La primavera cristiana del Nepal

La primavera cristiana del Nepal

Nelle aree più periferiche del Paese crescono conversioni e battesimi, soprattutto tra le popolazioni tribali di etnia Tamang. Anche se il tema delle conversioni dall’induismo resta una questione scottante

 

Le elezioni parlamentari di fine novembre e inizio dicembre che in Nepal hanno dato la vittoria a una coalizione di partiti di area marxista – gli stessi che avevano guidato la guerriglia per un decennio fino al 2006 – difficilmente aprirà una nuova era di stabilità e benessere nel paese himalayano. La litigiosità della classe politica e un voto popolare procrastinato per oltre un decennio hanno resto ancora più difficoltoso il cammino dei nepalesi, associato di recente alle conseguenze del doppio, devastante, sisma dell’aprile 2015 e del maggio successivo. Sicuramente non hanno favorito coesione nazionale e decentralizzazione amministrativa, lasciando il Paese e i suoi quasi 30 milioni di abitanti in balia di tensioni etniche e religiose cavalcate in modo spregiudicato dalla politica. Anche con un ruolo dei potenti vicini, Cina e India che si contendono su basi ideologiche e commerciali il controllo di questo Stato che non ha altri confini e non ha sbocco al mare.

La persistenza di interessi, tradizioni e prevaricazioni antichi spiegano anche come il Nepal – che all’apparenza è andato modernizzandosi – almeno nelle aree urbane resti chiuso nella sua identità induista, costringendo le fedi minoritarie a una subalternità di fatto.

Secondo il censimento del 2011, i cristiani nepalesi erano allora 380mila. Tuttavia, i leader cristiani parlano di un dato assai diverso, fino a tre milioni di battezzati. Una discrepanza numerica che deriva dall’obbligo di dichiarare nel censimento la fede della famiglia di origine, e non di quella individuale. In ogni caso, la proliferazione di iniziative religiose e assistenziali di matrice cristiana accompagnano una crescita di conversioni e di battesimi che riguarda, non a caso, soprattutto le aree meno favorite del Paese, spesso anche le più isolate. Come la valle di Lapa, nell’Ovest del Paese, dove i nepalesi – qui in maggioranza di etnia Tamang – accolgono favorevolmente il Vangelo al punto che intere comunità sono ora a predominanza cristiana. È una crescita dovuta, per la verità, più all’azione dei missionari evangelici che della Chiesa cattolica.
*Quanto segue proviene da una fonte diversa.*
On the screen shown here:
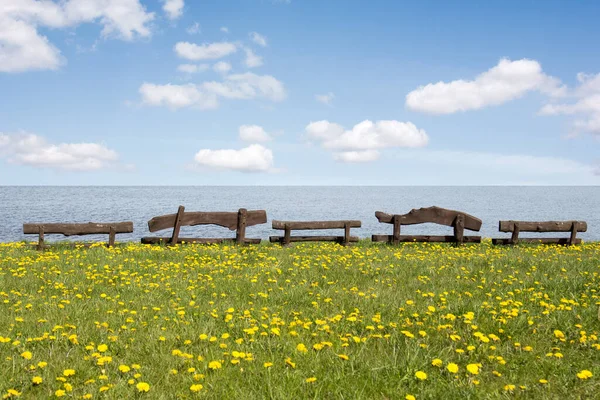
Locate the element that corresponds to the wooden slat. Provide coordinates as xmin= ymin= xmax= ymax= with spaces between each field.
xmin=148 ymin=210 xmax=267 ymax=232
xmin=499 ymin=220 xmax=587 ymax=233
xmin=269 ymin=236 xmax=359 ymax=243
xmin=492 ymin=237 xmax=582 ymax=245
xmin=272 ymin=220 xmax=361 ymax=230
xmin=235 ymin=208 xmax=247 ymax=244
xmin=372 ymin=234 xmax=481 ymax=243
xmin=141 ymin=237 xmax=261 ymax=245
xmin=454 ymin=214 xmax=464 ymax=244
xmin=169 ymin=206 xmax=185 ymax=245
xmin=24 ymin=222 xmax=133 ymax=236
xmin=375 ymin=207 xmax=482 ymax=231
xmin=108 ymin=226 xmax=116 ymax=248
Anche per una maggiore spregiudicatezza nel proporre attraverso l’adesione alla fede cristiana un’alternativa alla condizione di dipendenza e sovente di povertà estrema a cui gruppi etnici o castali sono costretti nella società indù locale.

Se la nuova Costituzione non indica alcuna religione di Stato, le conversioni dall’induismo restano comunque una questione scottante e le leggi – sia quelle in vigore, sia il nuovo Codice penale in via di definizione – ribadiscono l’illegalità di iniziative di proselitismo, con pene carcerarie previste fino a cinque anni e la successiva espulsione per stranieri condannati per questo reato.